I'm going to try not to put too many teacher-related posts on this blog. However, as teaching takes up the bulk of my life sometimes I just have to share things that I do! This quarter for graduate school, I am taking a class where I tutor in the university's learning center. I have two students that I tutor, one gives me no trouble and I actually enjoy working with her. The other, a second grade boy, is making my life very difficult! I don't do so well with young children and he has decided he hates me and will not work for me. He literally throws temper tantrums in the middle of the tutoring center, which is very embarrassing! All the little boy wants to do is draw or talk about legos. So, I started looking on the internet for ideas with Legos. I tweaked an idea I found online and tried it out for the first time on Tuesday. It worked! Okay, I suppose I can't say that yet, because I don't have long-term evidence that it actually will help him with spelling/reading...but for me, it worked.
I got a Lego set and labeled each lego with a letter. I used short legos for the "short letters" (a, c, e...) and taller legos for the "tall letters" (b, d, f...). I used masking tape and a sharpie to do this (I figured the sharpie would smear on the plastic Lego). Armed with my bag of Lego bags (but struggling with a nasty case of Laryngitis), I was cautiously optimistic when I went in for our tutoring. I had told him about the idea the previous week (when I was searching for some sort of bribe!), so he was expecting the Legos.
We did his other homework first, and then I placed the Legos in alphabetical order. He had 9 spelling words for the week. I showed him how to pick out the letters and snap them together to build a word. This activity helped him by having him practice identifying letters (he really struggles with naming isolated letters, so searching for the correct letter was a task in its own) and of course practicing the words. He would build a word (with the list in front of him), saying the letters aloud a few times, and then he would add the new word onto his creation. When he had built all nine words, I had him take apart the mass creation he built. This reinforced the words again, because he had to think about which "chunks" were his words. I had him really look at the shape of the legos (for instance, blue has two tall letters and then two short letters). We took apart all of the legos and then I had him do four words without the list. Guess what? He got all four words right!

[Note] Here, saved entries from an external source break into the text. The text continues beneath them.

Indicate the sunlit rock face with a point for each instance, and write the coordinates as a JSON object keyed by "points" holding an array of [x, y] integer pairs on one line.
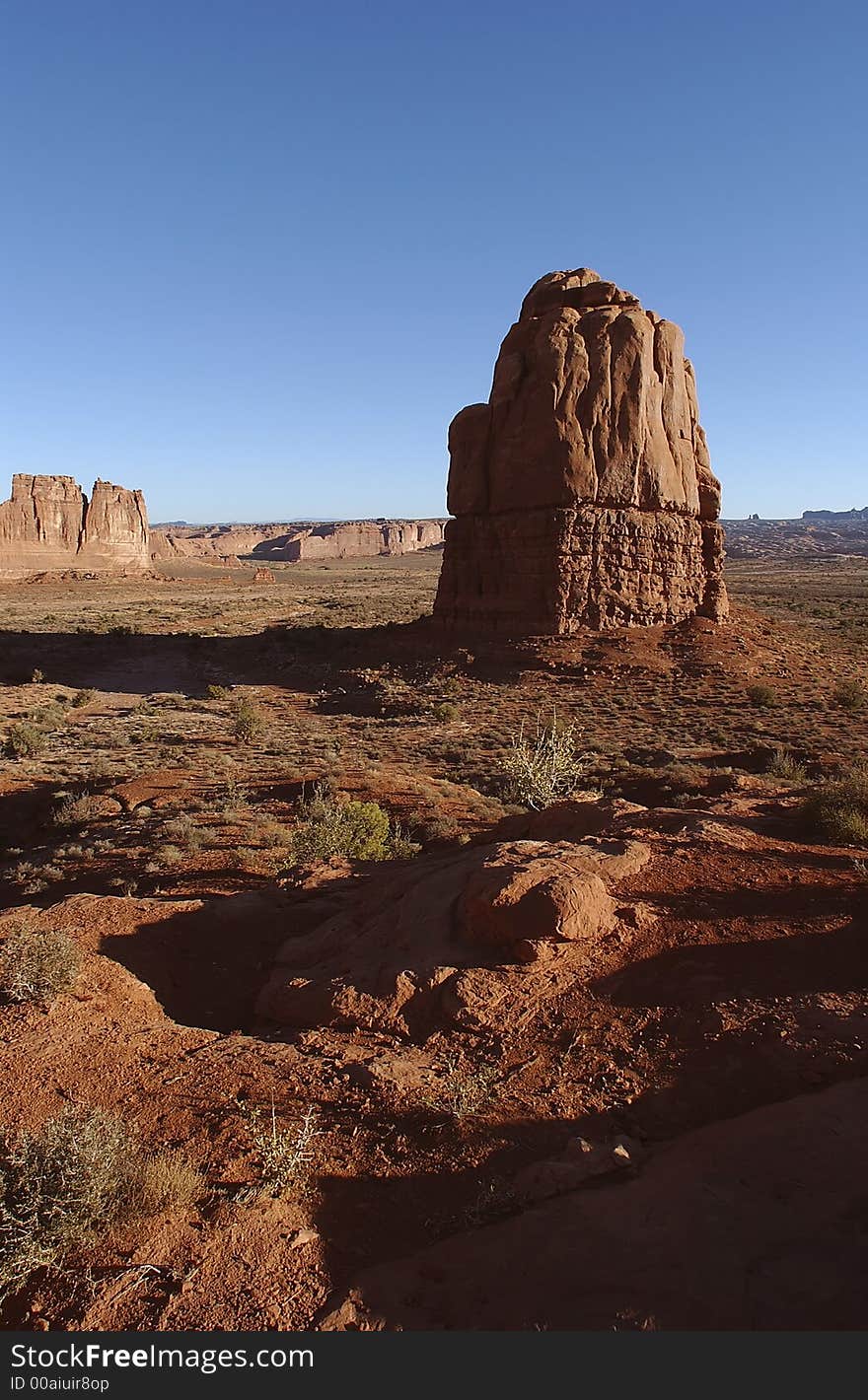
{"points": [[49, 525], [583, 492]]}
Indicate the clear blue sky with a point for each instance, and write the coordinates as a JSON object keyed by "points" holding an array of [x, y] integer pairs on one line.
{"points": [[256, 253]]}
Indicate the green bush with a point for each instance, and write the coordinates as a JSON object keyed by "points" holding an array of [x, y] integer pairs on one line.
{"points": [[838, 809], [760, 695], [850, 695], [36, 963], [76, 1177], [781, 765], [26, 739], [248, 723], [76, 810], [354, 830], [543, 766]]}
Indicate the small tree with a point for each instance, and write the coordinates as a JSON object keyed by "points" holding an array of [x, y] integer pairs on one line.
{"points": [[543, 765]]}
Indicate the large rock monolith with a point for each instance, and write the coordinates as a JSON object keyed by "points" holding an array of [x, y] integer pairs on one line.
{"points": [[583, 492], [49, 525]]}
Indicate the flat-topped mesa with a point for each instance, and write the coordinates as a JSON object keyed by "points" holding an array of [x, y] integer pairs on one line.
{"points": [[49, 525], [583, 490]]}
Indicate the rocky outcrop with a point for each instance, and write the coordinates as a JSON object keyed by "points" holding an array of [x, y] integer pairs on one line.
{"points": [[330, 539], [583, 492], [465, 939], [360, 539], [49, 525]]}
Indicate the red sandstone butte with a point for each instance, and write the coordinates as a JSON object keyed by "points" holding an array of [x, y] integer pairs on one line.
{"points": [[583, 492], [49, 525]]}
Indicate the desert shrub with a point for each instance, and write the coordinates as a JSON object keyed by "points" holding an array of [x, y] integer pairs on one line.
{"points": [[760, 695], [169, 856], [850, 695], [544, 765], [286, 1155], [76, 810], [74, 1179], [185, 830], [838, 809], [248, 722], [465, 1089], [350, 829], [26, 739], [781, 765], [685, 779], [36, 963]]}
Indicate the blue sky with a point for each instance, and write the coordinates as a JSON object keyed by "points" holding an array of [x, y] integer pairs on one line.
{"points": [[257, 253]]}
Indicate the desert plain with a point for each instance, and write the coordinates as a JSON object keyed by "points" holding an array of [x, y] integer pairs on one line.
{"points": [[363, 1110]]}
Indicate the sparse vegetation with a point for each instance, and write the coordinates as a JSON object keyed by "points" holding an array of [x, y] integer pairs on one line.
{"points": [[286, 1155], [356, 830], [851, 695], [760, 695], [26, 739], [36, 963], [74, 1179], [76, 810], [838, 809], [543, 765], [465, 1089], [248, 722], [781, 765]]}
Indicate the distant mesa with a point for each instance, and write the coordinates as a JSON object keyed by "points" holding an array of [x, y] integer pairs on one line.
{"points": [[583, 492], [837, 516], [300, 540], [49, 525]]}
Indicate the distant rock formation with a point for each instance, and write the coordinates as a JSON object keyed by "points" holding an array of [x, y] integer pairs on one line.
{"points": [[49, 525], [583, 489], [359, 539], [837, 516], [294, 542]]}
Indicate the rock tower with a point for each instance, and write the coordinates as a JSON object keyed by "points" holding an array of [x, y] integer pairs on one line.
{"points": [[581, 492], [49, 525]]}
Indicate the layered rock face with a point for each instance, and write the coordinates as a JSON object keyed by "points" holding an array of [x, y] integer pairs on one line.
{"points": [[360, 539], [330, 539], [49, 525], [583, 492]]}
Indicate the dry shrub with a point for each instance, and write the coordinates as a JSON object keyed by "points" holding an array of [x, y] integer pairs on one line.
{"points": [[36, 963], [838, 809], [74, 1179], [544, 765], [286, 1155], [26, 739], [353, 830], [850, 695], [248, 722], [76, 810]]}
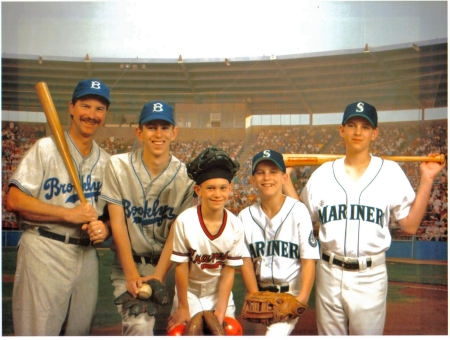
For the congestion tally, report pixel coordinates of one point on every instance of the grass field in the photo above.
(107, 316)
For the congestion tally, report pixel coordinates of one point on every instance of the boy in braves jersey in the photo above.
(353, 200)
(56, 277)
(146, 189)
(281, 248)
(208, 242)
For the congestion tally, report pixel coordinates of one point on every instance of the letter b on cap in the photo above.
(158, 107)
(95, 85)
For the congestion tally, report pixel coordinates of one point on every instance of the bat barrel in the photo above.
(318, 159)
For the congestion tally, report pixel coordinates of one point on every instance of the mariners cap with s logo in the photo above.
(156, 110)
(269, 155)
(361, 109)
(91, 86)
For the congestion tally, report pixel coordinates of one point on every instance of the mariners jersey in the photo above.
(207, 253)
(354, 215)
(43, 175)
(150, 204)
(277, 245)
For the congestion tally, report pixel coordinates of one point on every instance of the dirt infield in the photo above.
(417, 299)
(422, 312)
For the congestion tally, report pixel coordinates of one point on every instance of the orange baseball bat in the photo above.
(295, 159)
(55, 126)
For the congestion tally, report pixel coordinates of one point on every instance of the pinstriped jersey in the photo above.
(150, 204)
(354, 215)
(277, 245)
(207, 253)
(43, 175)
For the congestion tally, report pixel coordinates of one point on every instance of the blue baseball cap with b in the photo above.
(269, 155)
(361, 109)
(156, 110)
(91, 86)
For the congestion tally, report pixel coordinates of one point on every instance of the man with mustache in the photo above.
(56, 280)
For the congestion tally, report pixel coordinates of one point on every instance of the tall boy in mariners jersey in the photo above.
(56, 277)
(281, 248)
(208, 242)
(353, 200)
(146, 189)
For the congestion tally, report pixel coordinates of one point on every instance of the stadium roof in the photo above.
(393, 77)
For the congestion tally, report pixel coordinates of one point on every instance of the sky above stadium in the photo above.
(213, 29)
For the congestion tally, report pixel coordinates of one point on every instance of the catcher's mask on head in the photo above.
(212, 163)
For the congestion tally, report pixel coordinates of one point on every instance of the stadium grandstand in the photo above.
(288, 103)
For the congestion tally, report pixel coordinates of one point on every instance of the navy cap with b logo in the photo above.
(156, 110)
(91, 86)
(269, 155)
(361, 109)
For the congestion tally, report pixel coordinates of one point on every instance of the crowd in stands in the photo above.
(395, 139)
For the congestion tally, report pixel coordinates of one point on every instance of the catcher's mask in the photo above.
(212, 163)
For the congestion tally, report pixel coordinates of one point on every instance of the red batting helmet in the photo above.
(232, 326)
(177, 330)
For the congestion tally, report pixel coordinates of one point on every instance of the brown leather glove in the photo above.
(268, 307)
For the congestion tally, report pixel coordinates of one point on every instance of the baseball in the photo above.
(145, 291)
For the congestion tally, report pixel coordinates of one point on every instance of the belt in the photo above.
(153, 260)
(275, 289)
(354, 263)
(64, 238)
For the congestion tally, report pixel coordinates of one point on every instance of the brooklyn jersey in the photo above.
(150, 204)
(354, 215)
(277, 245)
(42, 174)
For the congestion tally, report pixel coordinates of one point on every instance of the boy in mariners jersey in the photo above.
(56, 277)
(353, 199)
(208, 242)
(281, 248)
(146, 189)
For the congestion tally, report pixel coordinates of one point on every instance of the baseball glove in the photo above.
(136, 306)
(210, 158)
(268, 307)
(204, 323)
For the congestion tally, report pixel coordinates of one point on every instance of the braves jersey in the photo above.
(207, 253)
(150, 204)
(354, 215)
(43, 175)
(277, 245)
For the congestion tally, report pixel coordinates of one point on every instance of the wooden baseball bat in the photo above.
(295, 159)
(55, 126)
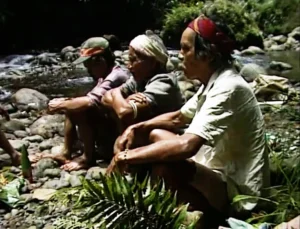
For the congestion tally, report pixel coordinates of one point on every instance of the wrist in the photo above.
(121, 157)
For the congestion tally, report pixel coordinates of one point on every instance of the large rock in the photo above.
(13, 125)
(48, 125)
(251, 71)
(252, 50)
(295, 34)
(280, 66)
(18, 144)
(27, 99)
(280, 39)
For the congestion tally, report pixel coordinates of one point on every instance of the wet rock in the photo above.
(56, 184)
(79, 172)
(7, 216)
(5, 160)
(27, 197)
(57, 149)
(295, 34)
(280, 66)
(27, 99)
(52, 172)
(74, 181)
(10, 136)
(251, 71)
(252, 50)
(19, 114)
(14, 212)
(94, 173)
(20, 133)
(48, 125)
(42, 165)
(15, 170)
(34, 138)
(277, 48)
(18, 144)
(280, 39)
(49, 143)
(13, 125)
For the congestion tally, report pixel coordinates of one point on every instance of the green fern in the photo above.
(117, 203)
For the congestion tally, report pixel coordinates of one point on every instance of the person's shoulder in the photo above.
(231, 80)
(120, 73)
(164, 77)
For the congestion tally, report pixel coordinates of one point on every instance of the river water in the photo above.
(80, 85)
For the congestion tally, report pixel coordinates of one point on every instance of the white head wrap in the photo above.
(150, 47)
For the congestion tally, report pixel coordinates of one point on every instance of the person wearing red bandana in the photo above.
(86, 113)
(223, 151)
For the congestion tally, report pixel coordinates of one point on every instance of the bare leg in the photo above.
(69, 141)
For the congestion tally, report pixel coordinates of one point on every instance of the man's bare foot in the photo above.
(16, 158)
(78, 163)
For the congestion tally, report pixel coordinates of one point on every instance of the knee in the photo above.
(155, 135)
(161, 170)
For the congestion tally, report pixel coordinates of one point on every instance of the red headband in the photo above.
(207, 29)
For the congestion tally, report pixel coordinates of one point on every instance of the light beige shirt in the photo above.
(226, 114)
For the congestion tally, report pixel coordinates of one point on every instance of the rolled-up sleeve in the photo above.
(214, 118)
(115, 79)
(161, 91)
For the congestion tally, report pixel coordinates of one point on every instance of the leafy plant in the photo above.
(283, 202)
(117, 203)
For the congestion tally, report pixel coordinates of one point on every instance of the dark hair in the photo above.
(203, 48)
(107, 55)
(114, 42)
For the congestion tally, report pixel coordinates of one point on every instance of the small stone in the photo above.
(18, 144)
(14, 212)
(26, 197)
(34, 138)
(15, 170)
(7, 216)
(52, 173)
(74, 181)
(94, 173)
(20, 133)
(56, 184)
(79, 172)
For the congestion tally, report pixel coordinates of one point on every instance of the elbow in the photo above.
(122, 113)
(189, 147)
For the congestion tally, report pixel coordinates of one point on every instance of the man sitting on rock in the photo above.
(151, 91)
(223, 151)
(87, 113)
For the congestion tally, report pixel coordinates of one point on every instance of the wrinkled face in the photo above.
(193, 65)
(140, 66)
(96, 67)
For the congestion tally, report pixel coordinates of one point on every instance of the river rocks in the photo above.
(18, 144)
(252, 50)
(281, 42)
(42, 165)
(26, 99)
(280, 39)
(34, 138)
(251, 71)
(13, 125)
(49, 125)
(280, 66)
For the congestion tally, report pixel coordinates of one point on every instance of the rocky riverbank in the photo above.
(31, 126)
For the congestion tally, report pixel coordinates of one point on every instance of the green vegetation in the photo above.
(117, 203)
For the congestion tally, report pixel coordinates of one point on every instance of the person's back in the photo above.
(245, 159)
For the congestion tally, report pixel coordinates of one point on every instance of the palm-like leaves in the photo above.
(117, 203)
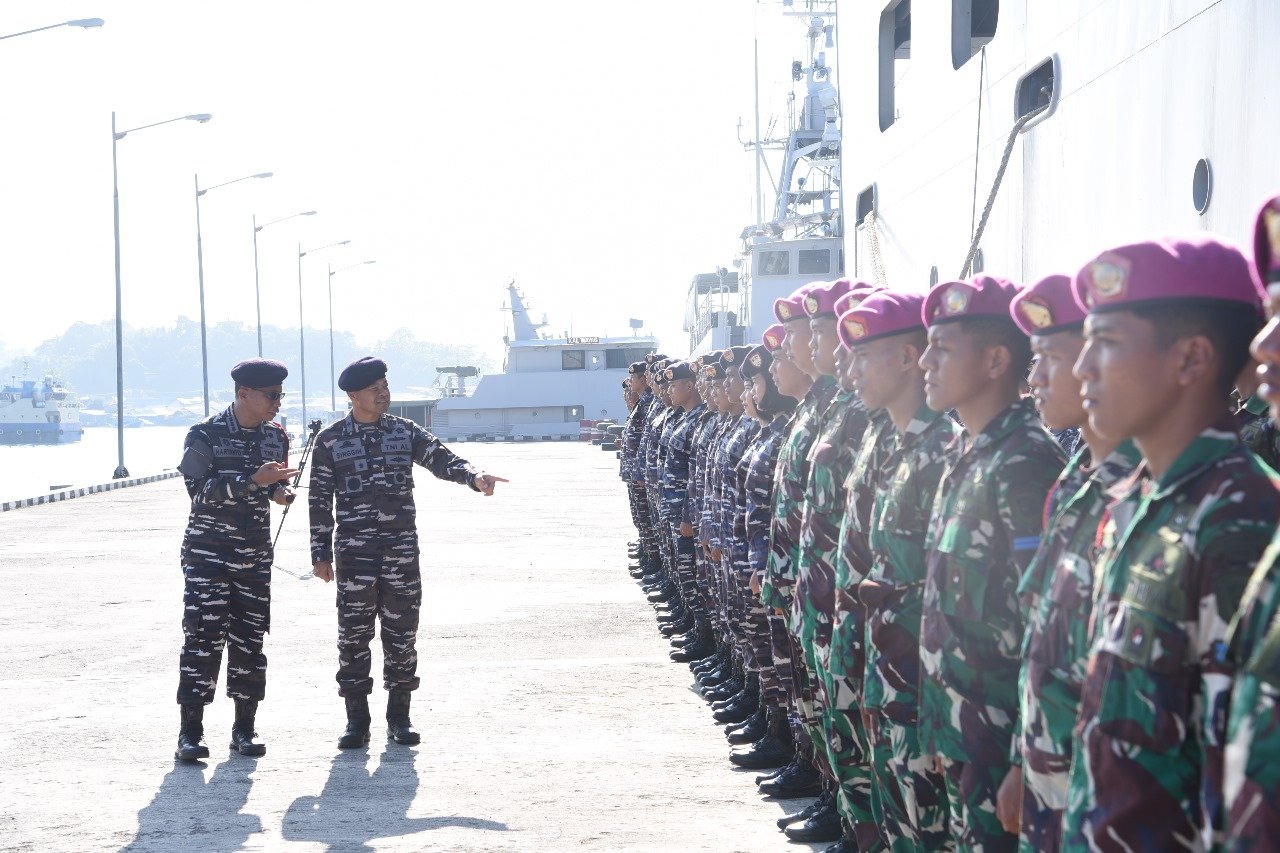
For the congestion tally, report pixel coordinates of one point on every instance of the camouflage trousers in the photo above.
(909, 798)
(848, 753)
(227, 601)
(378, 585)
(972, 804)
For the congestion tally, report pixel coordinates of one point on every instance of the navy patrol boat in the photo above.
(549, 388)
(39, 411)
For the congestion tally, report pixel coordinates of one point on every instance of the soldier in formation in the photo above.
(965, 616)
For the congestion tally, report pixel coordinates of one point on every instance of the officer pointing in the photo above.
(365, 464)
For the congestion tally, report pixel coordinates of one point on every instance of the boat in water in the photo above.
(1015, 137)
(549, 387)
(39, 411)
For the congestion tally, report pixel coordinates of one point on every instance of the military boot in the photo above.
(398, 728)
(357, 723)
(191, 735)
(242, 730)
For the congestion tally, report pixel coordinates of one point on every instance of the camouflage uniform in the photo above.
(1258, 433)
(986, 528)
(789, 495)
(675, 500)
(891, 594)
(1057, 596)
(841, 460)
(227, 556)
(1252, 774)
(369, 470)
(760, 463)
(1152, 725)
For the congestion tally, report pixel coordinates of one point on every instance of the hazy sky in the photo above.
(585, 149)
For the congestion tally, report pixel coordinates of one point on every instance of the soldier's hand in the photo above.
(274, 473)
(1009, 801)
(487, 482)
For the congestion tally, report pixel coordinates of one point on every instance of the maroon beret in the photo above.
(1047, 306)
(981, 296)
(1197, 268)
(881, 315)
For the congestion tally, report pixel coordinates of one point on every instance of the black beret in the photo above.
(757, 360)
(361, 373)
(259, 373)
(680, 370)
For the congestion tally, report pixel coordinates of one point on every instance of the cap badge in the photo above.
(1109, 279)
(1036, 311)
(956, 300)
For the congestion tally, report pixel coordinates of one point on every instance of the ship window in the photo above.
(814, 261)
(973, 24)
(895, 56)
(1037, 89)
(777, 263)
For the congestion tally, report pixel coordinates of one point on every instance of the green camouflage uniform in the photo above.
(844, 438)
(915, 819)
(986, 528)
(1178, 553)
(791, 480)
(1057, 594)
(1258, 432)
(1252, 774)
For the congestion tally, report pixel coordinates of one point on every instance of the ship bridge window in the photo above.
(895, 56)
(814, 261)
(776, 263)
(973, 24)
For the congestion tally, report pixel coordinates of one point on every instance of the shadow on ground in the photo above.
(357, 806)
(188, 812)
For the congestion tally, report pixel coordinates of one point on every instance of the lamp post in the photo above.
(200, 267)
(257, 290)
(333, 387)
(83, 23)
(302, 328)
(120, 471)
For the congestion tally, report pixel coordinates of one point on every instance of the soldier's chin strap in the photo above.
(315, 427)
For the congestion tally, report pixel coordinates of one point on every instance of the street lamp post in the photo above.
(257, 290)
(83, 23)
(333, 387)
(200, 267)
(302, 328)
(120, 471)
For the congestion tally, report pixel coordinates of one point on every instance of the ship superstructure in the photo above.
(39, 411)
(548, 386)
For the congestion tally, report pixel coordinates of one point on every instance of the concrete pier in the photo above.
(551, 716)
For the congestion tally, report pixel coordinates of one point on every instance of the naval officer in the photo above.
(365, 464)
(233, 464)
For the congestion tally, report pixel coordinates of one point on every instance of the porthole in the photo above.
(1202, 185)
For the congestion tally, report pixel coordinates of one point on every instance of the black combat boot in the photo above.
(357, 723)
(773, 749)
(242, 730)
(398, 728)
(191, 735)
(824, 799)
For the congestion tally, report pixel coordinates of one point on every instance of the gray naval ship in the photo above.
(549, 389)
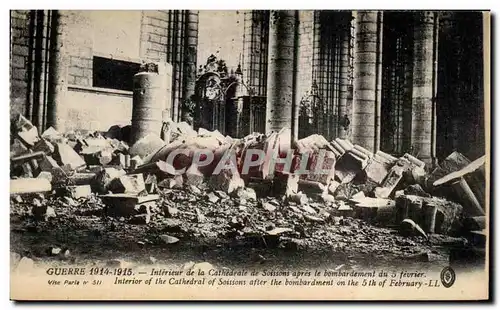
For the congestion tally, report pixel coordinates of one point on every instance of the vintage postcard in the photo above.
(249, 155)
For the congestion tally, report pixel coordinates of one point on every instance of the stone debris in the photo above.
(356, 193)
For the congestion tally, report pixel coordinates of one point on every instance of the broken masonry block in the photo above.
(119, 205)
(393, 179)
(151, 183)
(161, 168)
(29, 185)
(341, 146)
(150, 144)
(328, 164)
(135, 162)
(471, 194)
(140, 219)
(193, 176)
(44, 146)
(417, 190)
(379, 166)
(474, 223)
(246, 193)
(298, 198)
(467, 198)
(66, 156)
(79, 191)
(45, 175)
(103, 179)
(332, 187)
(367, 208)
(444, 219)
(409, 207)
(226, 181)
(25, 131)
(429, 213)
(127, 184)
(52, 135)
(172, 182)
(82, 178)
(292, 184)
(352, 163)
(27, 157)
(410, 228)
(17, 148)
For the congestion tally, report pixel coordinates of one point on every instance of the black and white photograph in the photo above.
(249, 154)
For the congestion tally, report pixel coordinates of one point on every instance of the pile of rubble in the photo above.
(136, 183)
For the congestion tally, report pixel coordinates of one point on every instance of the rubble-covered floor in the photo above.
(225, 233)
(79, 197)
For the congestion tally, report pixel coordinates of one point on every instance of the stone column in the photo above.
(280, 78)
(367, 60)
(58, 71)
(190, 55)
(344, 74)
(423, 100)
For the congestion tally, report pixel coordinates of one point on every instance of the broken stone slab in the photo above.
(27, 158)
(227, 181)
(393, 179)
(127, 204)
(25, 131)
(268, 207)
(434, 214)
(167, 239)
(351, 163)
(475, 223)
(44, 146)
(151, 183)
(97, 156)
(150, 144)
(328, 164)
(45, 175)
(341, 146)
(472, 194)
(29, 185)
(477, 164)
(470, 202)
(415, 189)
(160, 168)
(278, 231)
(454, 162)
(379, 166)
(298, 198)
(277, 144)
(140, 219)
(246, 193)
(172, 182)
(43, 212)
(410, 228)
(17, 148)
(103, 179)
(80, 191)
(127, 184)
(193, 176)
(82, 178)
(135, 162)
(52, 135)
(66, 156)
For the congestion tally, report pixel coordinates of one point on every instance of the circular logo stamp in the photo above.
(448, 277)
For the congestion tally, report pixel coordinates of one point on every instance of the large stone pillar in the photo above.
(423, 101)
(344, 82)
(58, 71)
(190, 55)
(280, 78)
(367, 65)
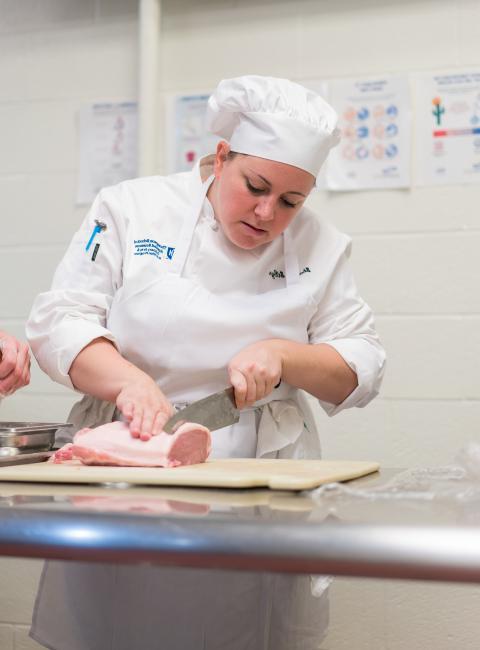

He really enjoyed this activity and was very into the idea of "building words," just like he would build a robot or a house. I am definitely going to use this idea with my children as a tool to get them engaged in making words before they enter into school. I highly recommend this activity!
Awesome idea, Jenna! Did this stem from the conversation at book club? I'm so glad you found a way to get him interested in his assignments :) Gonna pin this idea... the pinterest moms will LOVE it!